The contradictory findings, both from reputable pollsters, suggests Canadians may be confused about the complex issue and are open to being swayed.
That may not be the case of the Canadian government, however. Stuart Trew, a trade campaigner with the Council, says he believes the Harper government is pre-disposed to back "Big Pharma" on the issue despite the potential public backlash.
That's why his group staged a low-key demonstration in front of Parliament Hill on Sunday, with puppet replicas of the premiers and a "wheel of fortune" that rendered the same result — "Higher drug costs" — with every spin.
"We're aiming at the premiers because we're worried the Harper government has made up its mind (and) the premiers are going to be the ones paying for the higher drug costs, and they're in position to say no," he explained.
The critics of enhanced intellectual property protection say Canadians pay 20 per cent more for patented drugs than citizens of France and Germany, but to Williams that's an argument backing his side.
The EU already has a 10-year regime and drug costs have not skyrocketed, he points out. As well, extending protection by two years won't show up in drug prices until at least 2022, he says, while the benefits of attracting more research dollars to Canada could kick in much sooner.
"The cost argument has been misrepresented, and the value argument unfortunately hasn't come into the discussion," he said.
A spokesman for Trade Minister Ed Fast said the issue of patent protection remains unresolved, adding the government "has always sought to strike a balance between promoting innovation and job creation and ensuring that Canadians continue to have access to the affordable drugs they need."
One of the difficulties facing Canadians is that they have little firm information on which to base their opinions. The talks have been conducted behind closed doors.
But with the talks nearing resolution, one way or another, that is about to change. Officials say government ministers will become more active in selling the benefits of deal through announcements and speeches.
In broad strokes, Ottawa estimates the boost of a trade deal to Canada's gross domestic will be in the neighbourhood of $12 billion.
Trew admits though that the momentum for a deal has built and that both Canada and the EU appear eager to sign an agreement.
For opponents, their best hope for failure may lie in the sheer complexity of the talks and ratification process. Unlike past trade deals, the provinces have been active participants in the negotiations, and all EU countries must ratify any agreement.
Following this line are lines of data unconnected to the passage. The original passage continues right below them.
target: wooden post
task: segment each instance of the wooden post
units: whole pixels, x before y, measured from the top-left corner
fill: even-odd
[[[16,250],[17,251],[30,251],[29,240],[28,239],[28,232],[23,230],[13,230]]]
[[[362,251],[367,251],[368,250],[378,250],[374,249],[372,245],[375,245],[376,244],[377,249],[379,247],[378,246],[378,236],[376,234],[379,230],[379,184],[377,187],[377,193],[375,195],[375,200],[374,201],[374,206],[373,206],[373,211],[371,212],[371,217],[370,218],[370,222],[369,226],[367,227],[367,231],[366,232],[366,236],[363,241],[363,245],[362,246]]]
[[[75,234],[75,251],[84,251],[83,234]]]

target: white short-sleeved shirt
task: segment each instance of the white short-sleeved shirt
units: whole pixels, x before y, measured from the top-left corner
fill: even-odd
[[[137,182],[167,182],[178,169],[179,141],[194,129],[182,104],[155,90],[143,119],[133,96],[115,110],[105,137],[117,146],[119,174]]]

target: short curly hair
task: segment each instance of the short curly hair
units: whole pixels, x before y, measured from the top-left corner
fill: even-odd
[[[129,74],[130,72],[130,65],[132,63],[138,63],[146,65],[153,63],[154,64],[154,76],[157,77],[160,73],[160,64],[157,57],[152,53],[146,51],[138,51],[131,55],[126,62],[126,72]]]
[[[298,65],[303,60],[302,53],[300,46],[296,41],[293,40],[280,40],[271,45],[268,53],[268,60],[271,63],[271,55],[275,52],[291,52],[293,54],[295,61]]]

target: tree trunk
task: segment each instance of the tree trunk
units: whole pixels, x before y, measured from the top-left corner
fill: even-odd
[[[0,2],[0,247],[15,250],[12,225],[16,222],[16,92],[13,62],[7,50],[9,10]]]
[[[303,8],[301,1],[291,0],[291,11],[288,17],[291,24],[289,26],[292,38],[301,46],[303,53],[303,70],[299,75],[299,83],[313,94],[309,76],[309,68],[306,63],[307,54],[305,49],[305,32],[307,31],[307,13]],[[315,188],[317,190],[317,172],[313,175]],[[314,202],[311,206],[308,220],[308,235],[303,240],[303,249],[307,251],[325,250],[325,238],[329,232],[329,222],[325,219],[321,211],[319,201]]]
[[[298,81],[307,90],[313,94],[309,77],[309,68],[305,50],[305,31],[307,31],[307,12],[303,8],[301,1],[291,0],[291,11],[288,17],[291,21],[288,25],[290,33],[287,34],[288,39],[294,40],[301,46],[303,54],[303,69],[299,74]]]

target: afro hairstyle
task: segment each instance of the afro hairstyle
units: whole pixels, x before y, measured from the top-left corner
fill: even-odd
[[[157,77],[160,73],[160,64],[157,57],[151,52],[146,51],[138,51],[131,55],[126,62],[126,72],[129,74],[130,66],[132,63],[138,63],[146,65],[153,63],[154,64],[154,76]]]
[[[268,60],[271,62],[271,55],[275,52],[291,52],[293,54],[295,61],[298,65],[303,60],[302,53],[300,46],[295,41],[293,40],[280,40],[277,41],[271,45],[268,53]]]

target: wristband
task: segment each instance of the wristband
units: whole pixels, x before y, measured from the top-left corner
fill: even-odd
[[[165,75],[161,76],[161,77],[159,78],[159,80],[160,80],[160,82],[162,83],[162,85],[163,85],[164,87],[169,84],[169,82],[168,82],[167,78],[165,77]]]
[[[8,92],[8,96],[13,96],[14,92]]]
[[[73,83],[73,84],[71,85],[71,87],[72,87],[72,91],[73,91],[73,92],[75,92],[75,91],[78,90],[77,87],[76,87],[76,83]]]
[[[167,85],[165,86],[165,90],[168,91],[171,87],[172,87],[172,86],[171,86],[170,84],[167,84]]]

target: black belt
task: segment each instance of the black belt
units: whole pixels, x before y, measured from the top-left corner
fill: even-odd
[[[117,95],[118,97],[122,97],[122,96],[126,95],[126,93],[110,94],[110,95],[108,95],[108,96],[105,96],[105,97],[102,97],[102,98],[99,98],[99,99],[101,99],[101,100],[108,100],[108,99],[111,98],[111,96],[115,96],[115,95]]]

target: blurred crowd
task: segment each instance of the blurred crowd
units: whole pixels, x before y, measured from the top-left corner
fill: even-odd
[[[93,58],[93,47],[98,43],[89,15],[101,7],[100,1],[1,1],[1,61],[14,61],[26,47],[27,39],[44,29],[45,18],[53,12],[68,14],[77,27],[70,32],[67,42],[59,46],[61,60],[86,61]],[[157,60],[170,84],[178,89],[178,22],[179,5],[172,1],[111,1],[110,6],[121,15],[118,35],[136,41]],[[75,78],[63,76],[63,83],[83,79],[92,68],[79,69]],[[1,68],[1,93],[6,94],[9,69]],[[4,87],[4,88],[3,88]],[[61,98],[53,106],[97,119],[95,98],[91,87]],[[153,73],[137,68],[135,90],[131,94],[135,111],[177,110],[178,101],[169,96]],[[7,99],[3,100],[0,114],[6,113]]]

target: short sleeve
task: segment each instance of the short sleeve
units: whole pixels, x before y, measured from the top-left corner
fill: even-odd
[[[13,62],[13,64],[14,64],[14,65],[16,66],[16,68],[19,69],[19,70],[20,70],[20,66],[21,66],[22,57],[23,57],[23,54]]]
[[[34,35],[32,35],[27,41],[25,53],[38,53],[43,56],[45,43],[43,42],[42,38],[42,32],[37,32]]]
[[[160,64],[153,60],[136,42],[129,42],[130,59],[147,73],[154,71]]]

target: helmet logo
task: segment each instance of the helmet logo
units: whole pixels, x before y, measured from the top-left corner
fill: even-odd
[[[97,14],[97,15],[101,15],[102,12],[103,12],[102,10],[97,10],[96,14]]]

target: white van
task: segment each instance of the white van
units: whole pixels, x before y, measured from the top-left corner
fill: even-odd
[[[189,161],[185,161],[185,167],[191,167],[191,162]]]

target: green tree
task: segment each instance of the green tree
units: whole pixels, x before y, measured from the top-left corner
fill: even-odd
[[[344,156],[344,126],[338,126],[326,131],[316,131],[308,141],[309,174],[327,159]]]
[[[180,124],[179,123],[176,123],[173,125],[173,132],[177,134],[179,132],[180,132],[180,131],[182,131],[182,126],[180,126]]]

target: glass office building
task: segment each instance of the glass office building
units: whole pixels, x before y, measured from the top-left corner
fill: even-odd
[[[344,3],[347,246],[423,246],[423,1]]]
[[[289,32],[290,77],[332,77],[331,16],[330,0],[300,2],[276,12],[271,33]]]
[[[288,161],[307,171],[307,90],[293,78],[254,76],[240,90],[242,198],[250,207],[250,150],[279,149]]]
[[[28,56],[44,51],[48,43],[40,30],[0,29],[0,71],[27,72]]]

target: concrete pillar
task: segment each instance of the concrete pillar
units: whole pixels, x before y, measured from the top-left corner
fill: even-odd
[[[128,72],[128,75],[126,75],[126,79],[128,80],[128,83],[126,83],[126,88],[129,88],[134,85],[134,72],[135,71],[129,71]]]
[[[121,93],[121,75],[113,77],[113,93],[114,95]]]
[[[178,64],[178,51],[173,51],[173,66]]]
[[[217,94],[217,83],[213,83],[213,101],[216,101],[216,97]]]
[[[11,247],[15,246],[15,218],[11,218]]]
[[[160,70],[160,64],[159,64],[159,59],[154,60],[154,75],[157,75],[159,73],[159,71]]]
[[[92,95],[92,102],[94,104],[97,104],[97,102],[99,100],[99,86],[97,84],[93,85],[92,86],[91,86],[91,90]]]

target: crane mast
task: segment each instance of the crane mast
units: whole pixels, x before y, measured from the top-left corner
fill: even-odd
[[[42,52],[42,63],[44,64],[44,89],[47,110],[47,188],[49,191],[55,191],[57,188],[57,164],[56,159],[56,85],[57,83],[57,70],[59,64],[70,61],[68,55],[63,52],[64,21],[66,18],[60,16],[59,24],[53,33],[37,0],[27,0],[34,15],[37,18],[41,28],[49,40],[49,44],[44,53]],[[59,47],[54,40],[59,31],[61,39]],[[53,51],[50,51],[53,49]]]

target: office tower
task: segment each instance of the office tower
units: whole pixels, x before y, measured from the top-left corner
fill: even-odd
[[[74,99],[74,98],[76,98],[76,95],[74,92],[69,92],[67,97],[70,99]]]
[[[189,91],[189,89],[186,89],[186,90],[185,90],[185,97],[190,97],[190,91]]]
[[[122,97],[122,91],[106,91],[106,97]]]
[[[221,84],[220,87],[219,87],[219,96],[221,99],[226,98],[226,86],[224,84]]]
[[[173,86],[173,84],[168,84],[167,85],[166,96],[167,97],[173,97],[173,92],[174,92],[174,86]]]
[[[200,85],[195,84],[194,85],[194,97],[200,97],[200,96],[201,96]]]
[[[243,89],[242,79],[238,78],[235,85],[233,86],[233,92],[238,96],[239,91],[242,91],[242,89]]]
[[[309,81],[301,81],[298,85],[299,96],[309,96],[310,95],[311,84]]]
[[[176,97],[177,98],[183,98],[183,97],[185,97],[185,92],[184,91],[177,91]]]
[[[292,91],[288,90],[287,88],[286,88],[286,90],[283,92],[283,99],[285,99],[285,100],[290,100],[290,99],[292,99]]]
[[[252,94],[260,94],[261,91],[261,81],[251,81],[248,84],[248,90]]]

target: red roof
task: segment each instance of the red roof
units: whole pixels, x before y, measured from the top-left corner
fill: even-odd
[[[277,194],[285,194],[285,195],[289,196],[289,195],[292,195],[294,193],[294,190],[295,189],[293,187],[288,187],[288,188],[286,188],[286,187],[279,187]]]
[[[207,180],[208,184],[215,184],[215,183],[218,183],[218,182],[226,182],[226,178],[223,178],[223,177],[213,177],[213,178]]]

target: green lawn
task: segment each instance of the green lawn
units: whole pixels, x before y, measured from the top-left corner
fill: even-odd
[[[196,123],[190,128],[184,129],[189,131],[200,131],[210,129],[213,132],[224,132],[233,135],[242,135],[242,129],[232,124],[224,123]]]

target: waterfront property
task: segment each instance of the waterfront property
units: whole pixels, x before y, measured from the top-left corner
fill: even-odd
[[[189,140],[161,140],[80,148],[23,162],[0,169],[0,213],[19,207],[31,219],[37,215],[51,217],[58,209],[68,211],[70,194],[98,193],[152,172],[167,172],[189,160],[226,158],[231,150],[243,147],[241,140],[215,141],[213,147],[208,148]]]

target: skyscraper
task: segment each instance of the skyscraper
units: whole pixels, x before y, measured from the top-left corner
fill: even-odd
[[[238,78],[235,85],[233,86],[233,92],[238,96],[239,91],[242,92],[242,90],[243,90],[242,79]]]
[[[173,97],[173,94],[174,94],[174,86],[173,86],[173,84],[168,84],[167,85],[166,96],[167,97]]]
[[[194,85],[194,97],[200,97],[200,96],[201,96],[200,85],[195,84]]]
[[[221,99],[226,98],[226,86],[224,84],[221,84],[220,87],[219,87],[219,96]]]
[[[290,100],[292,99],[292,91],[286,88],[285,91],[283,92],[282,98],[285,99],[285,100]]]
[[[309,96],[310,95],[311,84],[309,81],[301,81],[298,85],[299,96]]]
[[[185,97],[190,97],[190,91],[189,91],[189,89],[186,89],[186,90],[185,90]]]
Adding to the impediments, not all governments that supported the talks two years ago remain in power to back the ratification, most notably in France, where the socialist Francois Hollande has replaced the conservative leaning Nicolas Sarkozy. Even in Canada, the talks have lost a key champion in Jean Charest, the defeated premier of Quebec.
Williams, a former member of the Quebec legislature, says he believes all governments remain on side, but concedes "politics can become a complicating factor."
In the best case scenario, he said Canada and the EU could have the world's most advanced trade deal in place by early 2014.